- Poster
- Directed by: Abhimanyu Tadimeti
- Written by: Abhimanyu Tadimeti
- Produced by: Bhogavalli Bapineedu Sudheer Edara
- Starring: Priyamani; Sharanya Pradeep; Raghu Mukherjee; Seerat Kapoor;
- Cinematography: Deepak Yaragera
- Edited by: Viplav Nyshadam
- Music by: Prashanth R Vihari
- Production company: Dream Farmers
- Distributed by: Aha
- Release date: 16 February 2024;
- Running time: 128 minutes
- Country: India
- Language: Telugu

= Bhamakalapam 2 =

Bhamakalapam 2 is a 2024 Indian Telugu-language dark crime comedy thriller film directed by Abhimanyu Tadimeti. A sequel to Bhamakalapam (2022), the film features Priyamani, Sharanya Pradeep, Raghu Mukherjee, and Seerat Kapoor.

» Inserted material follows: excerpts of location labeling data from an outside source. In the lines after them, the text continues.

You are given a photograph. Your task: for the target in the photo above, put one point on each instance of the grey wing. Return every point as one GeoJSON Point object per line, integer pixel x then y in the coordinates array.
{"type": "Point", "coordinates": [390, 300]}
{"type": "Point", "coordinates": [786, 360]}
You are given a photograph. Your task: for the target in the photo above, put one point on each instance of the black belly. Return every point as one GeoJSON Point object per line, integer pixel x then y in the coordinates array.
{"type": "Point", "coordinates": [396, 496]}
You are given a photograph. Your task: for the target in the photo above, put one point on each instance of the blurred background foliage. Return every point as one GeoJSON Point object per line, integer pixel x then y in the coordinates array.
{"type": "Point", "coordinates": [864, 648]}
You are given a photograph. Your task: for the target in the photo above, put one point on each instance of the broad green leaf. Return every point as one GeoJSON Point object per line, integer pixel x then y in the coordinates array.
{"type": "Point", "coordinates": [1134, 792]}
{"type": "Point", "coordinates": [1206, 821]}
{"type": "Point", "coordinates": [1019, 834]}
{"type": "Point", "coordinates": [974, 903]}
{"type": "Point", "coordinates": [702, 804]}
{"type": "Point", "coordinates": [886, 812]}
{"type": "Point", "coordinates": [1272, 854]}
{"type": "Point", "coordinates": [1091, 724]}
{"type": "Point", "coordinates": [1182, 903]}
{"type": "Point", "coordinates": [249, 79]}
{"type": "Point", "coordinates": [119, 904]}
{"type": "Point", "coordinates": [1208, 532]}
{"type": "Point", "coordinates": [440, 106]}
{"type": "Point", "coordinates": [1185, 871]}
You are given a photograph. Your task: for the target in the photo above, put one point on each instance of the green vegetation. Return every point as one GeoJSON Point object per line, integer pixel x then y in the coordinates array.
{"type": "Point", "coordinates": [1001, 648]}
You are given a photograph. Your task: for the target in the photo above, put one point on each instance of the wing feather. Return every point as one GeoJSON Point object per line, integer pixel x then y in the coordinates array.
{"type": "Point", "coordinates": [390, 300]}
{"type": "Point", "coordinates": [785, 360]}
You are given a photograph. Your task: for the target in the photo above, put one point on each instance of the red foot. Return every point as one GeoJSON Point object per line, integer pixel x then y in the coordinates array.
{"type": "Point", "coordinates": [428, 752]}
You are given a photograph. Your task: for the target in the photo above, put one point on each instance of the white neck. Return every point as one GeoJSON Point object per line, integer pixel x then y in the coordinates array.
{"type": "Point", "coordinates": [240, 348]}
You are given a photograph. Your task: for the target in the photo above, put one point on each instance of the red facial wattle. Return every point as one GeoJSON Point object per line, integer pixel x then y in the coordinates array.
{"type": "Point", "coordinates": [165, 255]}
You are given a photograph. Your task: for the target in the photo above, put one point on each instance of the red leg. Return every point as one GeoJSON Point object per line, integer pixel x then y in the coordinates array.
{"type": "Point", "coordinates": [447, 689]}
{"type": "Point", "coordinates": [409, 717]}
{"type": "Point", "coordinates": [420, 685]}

Like the film's predecessor, the title and the central theme of the film is inspired from Bhamakalapam, a traditional dance form of Andhra Pradesh which refers to the story of a headstrong, proud Satyabhama. Bhamakalapam 2 was premiered on 16 February 2024 on Aha two years after the previous film.

== Soundtrack ==
The soundtrack was composed by Prashanth R Vihari.

Track listing
| No. | Title | Lyrics | Singer(s) | Length |
|---|---|---|---|---|
| 1. | "Dangerous Housewife" | Rehman, Aaqueel | Yazin Nizar, Prashanth R Vihari, Ritesh G Rao, Aaqueel | 2:12 |
| 2. | "Paruge Vintha Paruge" | Rehman | Ritesh G Rao | 3:26 |
| 3. | "Swapna Sundari" | Rehman | Damini Bhatla, Lakshmi Meghana, Manisha Maganti | 4:40 |
| Total length: |  |  |  | 10:18 |

== Reception ==
A critic from The New Indian Express wrote that "After a point, it becomes clear that Bhamakalapam is simply going for cheap thrills, and that logical consistency is not its strong suit, or even a major concern". A critic from The Hindu wrote that "Bhamakalapam 2 shines because it is aware of its limitations. It understands that it is a low-stakes heist drama and within that framework, manages to keep us invested almost till the final segment".